The 22 July attacks, now five years ago, bore horrific testimony to what an ideology of exclusion and hatred, at the hands of one man, can do. Whilst the terror was of such a scope that the moment called for a unified response, ideological cleavages along the Eurabia, anti-Islam, and anti-immigration lines soon re-emerged in public debate and on social media.
Meanwhile, the conundrum of how collective identities and shared understandings of who ‘we’ are as a democratic society, post-22 July, remains. The reality of our multicultural, diverse society is lived on an everyday basis, though unequally distributed, across the country and within cities like Oslo.
The resilience of shared collective identities, reflected in the post-22 July ‘rose marches’, remains within Norwegian society. The immediate unity, as a response to the 22 July, was arguably in its widest articulations a fragile unity, one based around an understanding that what we share, at least, is that we do not condone the terrorist’s actions, and we want to change our society through democratic means, and not violent ones.
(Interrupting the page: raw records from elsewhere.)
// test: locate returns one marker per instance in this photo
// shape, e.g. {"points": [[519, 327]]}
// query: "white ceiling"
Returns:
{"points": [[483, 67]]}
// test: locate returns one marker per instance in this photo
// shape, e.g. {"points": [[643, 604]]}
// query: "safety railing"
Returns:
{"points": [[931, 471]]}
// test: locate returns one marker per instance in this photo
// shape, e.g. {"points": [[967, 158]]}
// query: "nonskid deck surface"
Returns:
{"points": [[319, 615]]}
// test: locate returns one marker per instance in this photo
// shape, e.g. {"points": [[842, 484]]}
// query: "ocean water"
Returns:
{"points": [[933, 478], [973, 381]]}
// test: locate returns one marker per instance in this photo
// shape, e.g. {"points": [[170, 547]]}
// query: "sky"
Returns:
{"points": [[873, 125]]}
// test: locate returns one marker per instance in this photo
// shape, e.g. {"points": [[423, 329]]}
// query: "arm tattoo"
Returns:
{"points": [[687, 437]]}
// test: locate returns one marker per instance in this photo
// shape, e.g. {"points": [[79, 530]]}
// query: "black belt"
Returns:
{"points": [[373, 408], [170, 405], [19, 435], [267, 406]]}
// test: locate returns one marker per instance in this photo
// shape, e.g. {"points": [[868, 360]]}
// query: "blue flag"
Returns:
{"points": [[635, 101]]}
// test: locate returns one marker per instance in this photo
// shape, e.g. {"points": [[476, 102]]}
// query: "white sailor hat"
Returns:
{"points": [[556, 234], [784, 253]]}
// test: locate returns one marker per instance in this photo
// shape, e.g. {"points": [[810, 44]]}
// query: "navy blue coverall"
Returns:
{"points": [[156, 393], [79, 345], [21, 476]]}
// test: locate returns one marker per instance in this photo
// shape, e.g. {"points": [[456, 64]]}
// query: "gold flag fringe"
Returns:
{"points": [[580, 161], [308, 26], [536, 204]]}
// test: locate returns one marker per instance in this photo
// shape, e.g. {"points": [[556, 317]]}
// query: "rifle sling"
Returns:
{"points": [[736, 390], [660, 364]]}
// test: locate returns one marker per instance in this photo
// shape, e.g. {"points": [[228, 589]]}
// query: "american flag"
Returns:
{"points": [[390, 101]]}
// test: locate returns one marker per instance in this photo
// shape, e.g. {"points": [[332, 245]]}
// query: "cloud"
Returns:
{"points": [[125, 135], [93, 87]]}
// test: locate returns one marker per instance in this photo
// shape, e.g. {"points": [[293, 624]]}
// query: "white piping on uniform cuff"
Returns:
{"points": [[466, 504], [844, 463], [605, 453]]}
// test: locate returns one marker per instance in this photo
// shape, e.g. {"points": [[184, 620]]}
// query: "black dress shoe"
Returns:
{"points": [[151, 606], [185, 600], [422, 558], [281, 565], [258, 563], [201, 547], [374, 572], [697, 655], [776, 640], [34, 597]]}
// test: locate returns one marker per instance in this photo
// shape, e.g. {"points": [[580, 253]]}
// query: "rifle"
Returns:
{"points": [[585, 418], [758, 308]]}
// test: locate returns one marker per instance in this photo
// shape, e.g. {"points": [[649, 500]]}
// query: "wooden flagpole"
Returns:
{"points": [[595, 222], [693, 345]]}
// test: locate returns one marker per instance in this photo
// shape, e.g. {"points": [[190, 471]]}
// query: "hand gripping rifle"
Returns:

That was reflected in the focus on openness, on democracy.
As Norwegian society, much like other European societies, stumbles on and is pushed, reacts, and is nudged in its ways of being a diverse society, the 22 July attacks’ aim of specifically targeting this diversity lies there as an uncomfortable backdrop. One recent story serves to illustrate some of the current struggles of maintaining meaningful collective identities in Norwegian society: the case of a Labor Party local politician who ordered a traditional Norwegian folk costume (‘bunad’) – with a matching hijab. She and the manufacturer got targeted by threats, and the subsequent media storm and social media reactions, came down on either side of the question about whether or not it is ok to add a hijab to the Norwegian folk costume.
Arguments for the garment included the fact that numerous head garments exist as traditional accessories, so this could be seen as an addition. Arguments against centered on this being an alien form of cultural appropriation, entirely overstepping the boundaries of the permissible.
The debates soon became very polarized, descending to name-calling and labelling as racists, but also continued legitimization of the expressed threats. Meanwhile, shared understandings of collective identities were arguably at the core here. People reacted differently, triggered by particular symbolic aspects of what should be the premises for collective identities, and how these can be transformed.
As the five-year mark since 22 July passes, the de-humanizing acts of the perpetrator should be a stark reminder of the need for more attention to be paid to the human, emotional, bodily, and everyday experiences of shared living in diverse societies. The question remains: How can we move forward in negotiating collective identities, with space for different views, whilst maintaining a unity that collective identities are based on?